Hill Street neighbor Eric Ruttenberg, along with other neighbors, had petitioned the Suffolk County Supreme Court to overturn the ZBA’s decision, but the court dismissed the petition in 2020. Ruttenberg then appealed the dismissal to the State Supreme Court Appellate Division, and the case was argued this January and decided on July 26.
The court found that, “contrary to the petitioners’ contention, the ZBA’s determination … was not arbitrary and capricious, irrational, or an abuse of discretion.”
Despite this victory for the ZBA, the three-lot subdivision is, at present, not moving forward. The Village Planning Board, in a 3-1 decision, voted down the subdivision plan in June; the owner of the 2.8 acres, former ZBA member James Zuhusky, has initiated a lawsuit seeking to overturn the Planning Board’s decision.
The Appellate Division decision notes that the two parcels include two single-family houses and a warehouse used by moving and storage companies. “Storage and warehouse use is not a permitted use in the residential zoning districts at issue, but because the property had been used in this fashion since prior to the enactment of the zoning code, it was legal as a prior nonconforming use,” the decision continues.

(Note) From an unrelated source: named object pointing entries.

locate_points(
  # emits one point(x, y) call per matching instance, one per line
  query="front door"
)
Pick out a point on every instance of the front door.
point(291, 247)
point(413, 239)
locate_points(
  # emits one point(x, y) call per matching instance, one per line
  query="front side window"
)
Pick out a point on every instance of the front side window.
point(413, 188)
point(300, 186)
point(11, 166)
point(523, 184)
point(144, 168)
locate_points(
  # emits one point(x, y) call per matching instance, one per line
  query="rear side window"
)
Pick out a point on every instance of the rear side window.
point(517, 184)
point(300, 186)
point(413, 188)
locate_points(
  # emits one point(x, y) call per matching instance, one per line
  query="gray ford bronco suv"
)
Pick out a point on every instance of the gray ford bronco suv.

In 2012, Zuhusky asked the ZBA — he was a member of the board at the time — to approve variances for a four-lot residential subdivision, but he later reduced the request to three lots to assuage the Planning Board’s concerns. The ZBA approved a number of variances in 2017, but rejected plans for accessory guest houses on two of the three lots.
John Bennett, the attorney who represented Zuhusky in the case, said that the fact that the Appellate Division upheld the ZBA’s decision is “more proof of how inappropriate that Planning Board denial is.”